If you are in the market for a new townhouse in NYC and know you will be renovating, I cannot stress enough the importance of hiring an architect BEFORE you purchase the house. During a standard purchase you have a Real Estate Attorney, Home Inspector and Title Company looking at various aspects of the property. Unfortunately, there are a number of things these entities do not look at that could result not only in significant unforeseen expenses, but even the possibility of not being able to do part of your dream renovation.
A few examples. You will sometimes be told there is available floor area for the building which may lead you to assume you can add that floor area. That is not always the case. That information is typically coming from one of the online real estate sites which find the maximum allowable floor area from zoning maps.

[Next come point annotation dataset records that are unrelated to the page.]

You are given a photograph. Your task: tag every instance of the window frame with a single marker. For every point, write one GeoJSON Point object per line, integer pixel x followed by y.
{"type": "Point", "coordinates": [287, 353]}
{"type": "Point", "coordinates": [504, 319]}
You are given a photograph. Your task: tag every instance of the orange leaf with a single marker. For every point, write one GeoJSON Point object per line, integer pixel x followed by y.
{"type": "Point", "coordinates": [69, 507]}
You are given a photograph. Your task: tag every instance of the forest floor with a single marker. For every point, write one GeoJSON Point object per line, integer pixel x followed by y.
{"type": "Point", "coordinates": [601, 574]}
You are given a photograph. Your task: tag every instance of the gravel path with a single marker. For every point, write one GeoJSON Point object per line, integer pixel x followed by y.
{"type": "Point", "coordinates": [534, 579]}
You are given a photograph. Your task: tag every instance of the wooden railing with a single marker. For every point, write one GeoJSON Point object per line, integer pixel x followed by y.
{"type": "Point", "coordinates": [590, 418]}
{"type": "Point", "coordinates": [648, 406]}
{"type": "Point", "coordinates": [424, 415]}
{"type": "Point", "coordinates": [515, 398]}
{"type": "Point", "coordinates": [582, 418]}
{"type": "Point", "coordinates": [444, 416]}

However, there are many cases where you can only obtain that floor area by something called “height factor” calculations which may only be possible for a tall skinny building, complying with bonus clauses like providing affordable housing units, or, if none of the above, the house could be in a Landmark District and the Landmarks Commission will not agree to such an enlargement. In another example, I was hired for a townhouse renovation- a new purchase by a client who anticipated only upgrades of interior finishes. They had a home inspection report that stated the mechanical systems were in good working order. What the report did not say was the equipment is within a few years of the end of its serviceable life, and that it contains R-22 refrigerant which is no longer permitted. Replacing this system involves opening up walls and ceilings throughout to the roof, adding very significant costs to the renovation.

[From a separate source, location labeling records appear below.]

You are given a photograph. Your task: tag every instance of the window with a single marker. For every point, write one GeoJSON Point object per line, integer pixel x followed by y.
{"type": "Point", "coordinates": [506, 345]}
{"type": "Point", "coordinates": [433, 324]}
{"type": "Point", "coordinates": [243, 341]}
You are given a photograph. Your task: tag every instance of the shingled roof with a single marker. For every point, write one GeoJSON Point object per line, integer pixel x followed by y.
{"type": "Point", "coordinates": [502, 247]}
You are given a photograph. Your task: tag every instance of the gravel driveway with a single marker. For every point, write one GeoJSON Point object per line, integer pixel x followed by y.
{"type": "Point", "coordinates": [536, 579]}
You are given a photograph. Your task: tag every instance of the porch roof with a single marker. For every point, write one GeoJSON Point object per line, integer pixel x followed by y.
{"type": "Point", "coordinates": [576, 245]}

None of the usual pre-purchase entities look at anything related to the Department of Buildings (DOB) beyond the Certificate of Occupancy (CofO) and open violations. It is always important to obtain copies of the most recently filed drawings from the Department of Buildings and compare those to what is built. If it was not built according to the drawings, DOB will require you to file the old work as new which will add to the costs of the required filing fees and the work may not conform with code, requiring you to partially demolish and rebuild.
It is important to consult with an architect with experience in the type of property you are buying (co-op/condo, townhouse, etc.). Townhouses require a particular expertise in mechanical systems, structural repair, zoning research and preservation. Most architects will provide this service at their hourly rates.We do not charge for pre-purchase services if we are hired for the renovation.